To Frankie’s utter chagrin he wrapped one arm around her again, tipped her chin up with two fingers, and dropped a soft kiss on her trembling lips. She was horrified to find she had no resistance. That he tasted perfect. And smelled as good as he had out in the courtyard. She finally managed to thrust him away and struggle free, panting, knowing her breasts were rising and falling with each gasp—and that his eyes were all over them again.

“Later then,” he added.

It wasn’t an invitation.

“No,” she replied as coldly as possible, turning to escape from her temporary prison of champagne crates, and striding away as fast as the tall boots allowed.

Pretending
it was a fund-raising party?
Her scathing words cut him to the quick.

Jake thought of the inhuman timetable he’d set his men to ensure the house had been ready on time. The cost of the theatre lights and sundry other things he’d paid for and wouldn’t be claiming back. The risk of damage to the beautiful carved balustrade up the staircase. The work that had gone into leveling the parking area so these fat cats could see and be seen while they handed over money they could very easily afford.
 

Most of all, he thought of the pain and fear in the sick children’s eyes. Funds for research were desperately needed, and this had seemed an ideal way to contribute.
 

Much as he’d like some more action with the delectable Rose, he’d bet that small lingering kiss would be the last he’d get.

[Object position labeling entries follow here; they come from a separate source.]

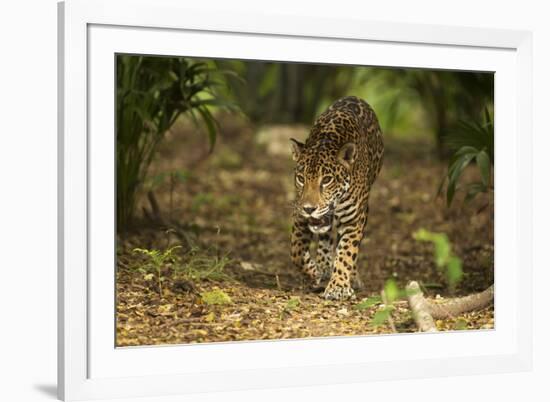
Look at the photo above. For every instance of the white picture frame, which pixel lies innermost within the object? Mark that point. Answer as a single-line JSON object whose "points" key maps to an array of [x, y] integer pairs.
{"points": [[92, 32]]}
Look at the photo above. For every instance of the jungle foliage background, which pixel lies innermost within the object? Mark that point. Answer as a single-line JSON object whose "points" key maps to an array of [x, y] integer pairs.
{"points": [[205, 185]]}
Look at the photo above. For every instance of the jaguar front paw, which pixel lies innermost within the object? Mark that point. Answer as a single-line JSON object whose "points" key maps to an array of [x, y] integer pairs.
{"points": [[339, 292]]}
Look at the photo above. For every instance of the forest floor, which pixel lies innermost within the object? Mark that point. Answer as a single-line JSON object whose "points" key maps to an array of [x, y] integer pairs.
{"points": [[228, 215]]}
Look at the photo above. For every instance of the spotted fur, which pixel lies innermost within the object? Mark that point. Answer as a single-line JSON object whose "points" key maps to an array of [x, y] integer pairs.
{"points": [[334, 172]]}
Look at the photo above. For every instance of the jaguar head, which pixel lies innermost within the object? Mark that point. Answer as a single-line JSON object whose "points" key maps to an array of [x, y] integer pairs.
{"points": [[322, 176]]}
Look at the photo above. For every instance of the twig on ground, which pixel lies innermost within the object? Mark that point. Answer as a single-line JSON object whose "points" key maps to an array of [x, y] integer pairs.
{"points": [[424, 311], [390, 318], [420, 308]]}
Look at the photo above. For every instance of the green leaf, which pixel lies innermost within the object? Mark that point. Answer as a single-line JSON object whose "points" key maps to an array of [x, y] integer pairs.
{"points": [[391, 291], [473, 190], [216, 297], [442, 249], [367, 303], [292, 303], [381, 316], [484, 164], [454, 270], [209, 121]]}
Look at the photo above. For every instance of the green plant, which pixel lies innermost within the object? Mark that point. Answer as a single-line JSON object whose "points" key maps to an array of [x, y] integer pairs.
{"points": [[216, 297], [156, 259], [444, 257], [152, 92], [471, 141], [390, 294]]}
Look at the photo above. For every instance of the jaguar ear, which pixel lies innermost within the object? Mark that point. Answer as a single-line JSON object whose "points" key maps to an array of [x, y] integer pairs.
{"points": [[346, 154], [297, 148]]}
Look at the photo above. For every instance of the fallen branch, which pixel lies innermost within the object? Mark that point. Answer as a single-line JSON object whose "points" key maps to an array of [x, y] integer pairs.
{"points": [[420, 308], [424, 311], [460, 305]]}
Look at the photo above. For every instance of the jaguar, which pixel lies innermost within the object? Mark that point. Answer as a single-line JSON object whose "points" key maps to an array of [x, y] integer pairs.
{"points": [[335, 169]]}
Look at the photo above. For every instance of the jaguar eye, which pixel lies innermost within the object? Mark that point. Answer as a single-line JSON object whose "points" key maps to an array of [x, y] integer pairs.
{"points": [[326, 180]]}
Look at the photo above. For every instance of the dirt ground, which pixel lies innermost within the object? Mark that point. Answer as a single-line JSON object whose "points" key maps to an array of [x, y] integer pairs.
{"points": [[228, 215]]}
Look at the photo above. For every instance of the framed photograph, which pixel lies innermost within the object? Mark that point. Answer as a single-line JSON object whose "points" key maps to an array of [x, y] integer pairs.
{"points": [[254, 201]]}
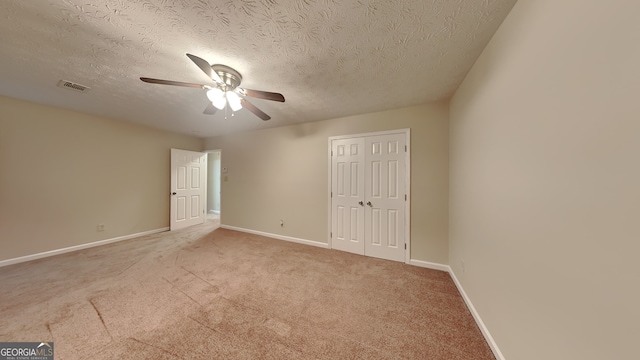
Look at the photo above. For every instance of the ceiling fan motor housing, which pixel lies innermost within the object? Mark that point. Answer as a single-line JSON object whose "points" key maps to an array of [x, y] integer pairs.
{"points": [[229, 76]]}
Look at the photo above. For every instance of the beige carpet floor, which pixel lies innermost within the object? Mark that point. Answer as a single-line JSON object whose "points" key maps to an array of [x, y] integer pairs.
{"points": [[200, 293]]}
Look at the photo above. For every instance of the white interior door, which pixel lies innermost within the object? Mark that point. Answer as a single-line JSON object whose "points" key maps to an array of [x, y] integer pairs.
{"points": [[385, 197], [347, 195], [188, 188], [369, 195]]}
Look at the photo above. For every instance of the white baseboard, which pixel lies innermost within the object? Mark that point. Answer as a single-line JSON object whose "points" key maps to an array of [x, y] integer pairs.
{"points": [[485, 332], [77, 247], [428, 265], [279, 237], [472, 309]]}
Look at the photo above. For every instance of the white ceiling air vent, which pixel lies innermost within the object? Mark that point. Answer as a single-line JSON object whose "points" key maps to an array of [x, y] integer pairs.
{"points": [[66, 84]]}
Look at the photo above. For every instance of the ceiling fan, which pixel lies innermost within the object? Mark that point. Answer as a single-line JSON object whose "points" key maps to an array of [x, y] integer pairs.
{"points": [[226, 90]]}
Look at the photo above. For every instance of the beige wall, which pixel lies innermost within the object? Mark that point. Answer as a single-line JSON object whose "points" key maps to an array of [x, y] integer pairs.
{"points": [[282, 173], [62, 173], [545, 181]]}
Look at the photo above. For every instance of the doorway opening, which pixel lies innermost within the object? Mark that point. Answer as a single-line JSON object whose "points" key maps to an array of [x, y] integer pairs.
{"points": [[214, 163]]}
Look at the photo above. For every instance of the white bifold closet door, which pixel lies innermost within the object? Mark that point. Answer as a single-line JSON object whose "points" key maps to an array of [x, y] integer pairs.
{"points": [[368, 195]]}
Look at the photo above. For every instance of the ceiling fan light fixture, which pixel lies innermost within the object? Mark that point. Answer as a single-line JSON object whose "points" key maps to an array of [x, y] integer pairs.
{"points": [[217, 98], [234, 100]]}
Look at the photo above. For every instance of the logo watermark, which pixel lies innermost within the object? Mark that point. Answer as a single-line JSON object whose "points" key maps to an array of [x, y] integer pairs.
{"points": [[26, 350]]}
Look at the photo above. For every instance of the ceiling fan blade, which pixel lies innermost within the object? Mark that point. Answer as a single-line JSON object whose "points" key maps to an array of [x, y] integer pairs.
{"points": [[259, 113], [206, 67], [259, 94], [170, 82], [210, 110]]}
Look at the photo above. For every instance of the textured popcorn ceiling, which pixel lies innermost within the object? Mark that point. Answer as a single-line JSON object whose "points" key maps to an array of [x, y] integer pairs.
{"points": [[329, 58]]}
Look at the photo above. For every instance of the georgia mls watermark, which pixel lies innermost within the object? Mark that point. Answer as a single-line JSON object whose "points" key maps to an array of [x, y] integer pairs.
{"points": [[26, 351]]}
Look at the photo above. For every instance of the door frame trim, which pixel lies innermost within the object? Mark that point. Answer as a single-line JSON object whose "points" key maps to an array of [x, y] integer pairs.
{"points": [[407, 204]]}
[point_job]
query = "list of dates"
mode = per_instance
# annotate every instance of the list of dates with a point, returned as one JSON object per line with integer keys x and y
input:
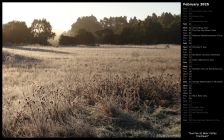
{"x": 202, "y": 69}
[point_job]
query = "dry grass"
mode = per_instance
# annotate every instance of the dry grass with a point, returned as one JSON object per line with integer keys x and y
{"x": 91, "y": 92}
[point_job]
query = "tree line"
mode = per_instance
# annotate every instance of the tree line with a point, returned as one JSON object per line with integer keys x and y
{"x": 88, "y": 30}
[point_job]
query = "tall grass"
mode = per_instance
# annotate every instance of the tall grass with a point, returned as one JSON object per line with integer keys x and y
{"x": 104, "y": 104}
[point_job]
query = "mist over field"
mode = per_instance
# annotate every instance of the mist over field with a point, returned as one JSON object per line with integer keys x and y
{"x": 108, "y": 91}
{"x": 91, "y": 70}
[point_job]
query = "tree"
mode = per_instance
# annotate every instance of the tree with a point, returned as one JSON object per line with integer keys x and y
{"x": 85, "y": 37}
{"x": 89, "y": 23}
{"x": 114, "y": 23}
{"x": 16, "y": 32}
{"x": 67, "y": 40}
{"x": 42, "y": 31}
{"x": 105, "y": 36}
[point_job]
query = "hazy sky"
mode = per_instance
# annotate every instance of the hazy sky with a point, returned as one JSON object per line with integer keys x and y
{"x": 62, "y": 15}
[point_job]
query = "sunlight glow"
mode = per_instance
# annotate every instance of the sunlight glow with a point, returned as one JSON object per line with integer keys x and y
{"x": 63, "y": 15}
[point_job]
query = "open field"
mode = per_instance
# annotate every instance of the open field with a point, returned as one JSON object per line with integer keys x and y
{"x": 105, "y": 91}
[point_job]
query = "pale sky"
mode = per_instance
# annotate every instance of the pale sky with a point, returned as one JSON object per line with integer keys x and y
{"x": 62, "y": 15}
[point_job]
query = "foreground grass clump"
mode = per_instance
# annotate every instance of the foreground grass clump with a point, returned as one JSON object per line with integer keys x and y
{"x": 115, "y": 104}
{"x": 69, "y": 98}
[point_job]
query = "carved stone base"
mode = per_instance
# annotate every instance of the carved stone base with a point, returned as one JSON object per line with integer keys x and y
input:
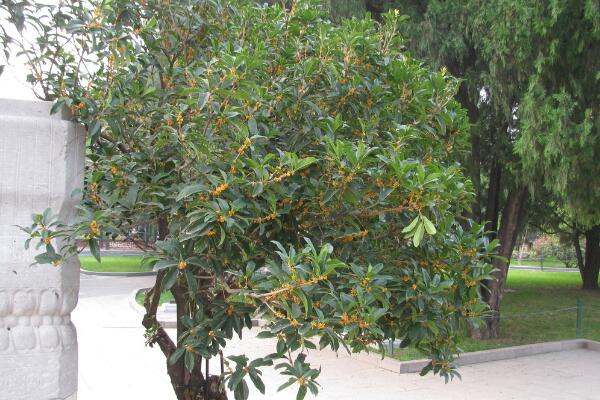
{"x": 41, "y": 164}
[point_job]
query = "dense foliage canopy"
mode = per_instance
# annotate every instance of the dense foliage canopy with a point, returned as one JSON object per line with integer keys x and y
{"x": 298, "y": 169}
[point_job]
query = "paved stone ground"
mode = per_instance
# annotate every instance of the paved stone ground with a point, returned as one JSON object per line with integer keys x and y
{"x": 115, "y": 364}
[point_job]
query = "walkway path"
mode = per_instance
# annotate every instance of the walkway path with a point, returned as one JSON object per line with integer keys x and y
{"x": 115, "y": 364}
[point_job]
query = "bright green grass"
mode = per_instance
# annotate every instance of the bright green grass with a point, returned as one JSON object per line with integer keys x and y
{"x": 539, "y": 307}
{"x": 114, "y": 264}
{"x": 549, "y": 262}
{"x": 165, "y": 297}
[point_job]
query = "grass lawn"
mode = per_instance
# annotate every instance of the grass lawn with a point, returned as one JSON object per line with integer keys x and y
{"x": 549, "y": 262}
{"x": 539, "y": 307}
{"x": 114, "y": 264}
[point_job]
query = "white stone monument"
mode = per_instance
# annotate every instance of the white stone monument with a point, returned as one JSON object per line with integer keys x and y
{"x": 41, "y": 164}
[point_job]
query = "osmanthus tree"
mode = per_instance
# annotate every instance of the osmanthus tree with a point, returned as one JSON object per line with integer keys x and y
{"x": 297, "y": 169}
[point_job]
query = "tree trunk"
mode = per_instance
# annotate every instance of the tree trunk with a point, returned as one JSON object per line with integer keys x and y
{"x": 592, "y": 259}
{"x": 492, "y": 210}
{"x": 195, "y": 385}
{"x": 492, "y": 290}
{"x": 578, "y": 255}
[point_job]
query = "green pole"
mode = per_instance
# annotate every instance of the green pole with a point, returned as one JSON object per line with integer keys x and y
{"x": 579, "y": 318}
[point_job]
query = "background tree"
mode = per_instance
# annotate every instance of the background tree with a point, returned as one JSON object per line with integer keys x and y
{"x": 296, "y": 169}
{"x": 560, "y": 138}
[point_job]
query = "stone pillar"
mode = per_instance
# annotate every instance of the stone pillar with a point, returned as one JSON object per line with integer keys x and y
{"x": 41, "y": 164}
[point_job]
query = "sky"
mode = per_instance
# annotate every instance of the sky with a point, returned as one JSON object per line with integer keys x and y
{"x": 12, "y": 82}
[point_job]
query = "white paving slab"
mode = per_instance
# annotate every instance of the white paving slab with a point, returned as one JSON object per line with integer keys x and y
{"x": 115, "y": 364}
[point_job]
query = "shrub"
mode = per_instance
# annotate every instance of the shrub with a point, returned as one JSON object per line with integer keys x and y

To Frankie’s intense relief she caught sight of Mike at one of the long buffet tables a few seconds later. She hurried up to him and linked her arm through his.

“Wondered where you’d got to,” he yelled over the noise. “Enjoying yourself?”

“It’s fantastic,” she lied.

“So’s the dinner.” He seemed to notice nothing amiss. “Try the far table—seafood by the mile. Bella’s going to be hopping mad she missed out.”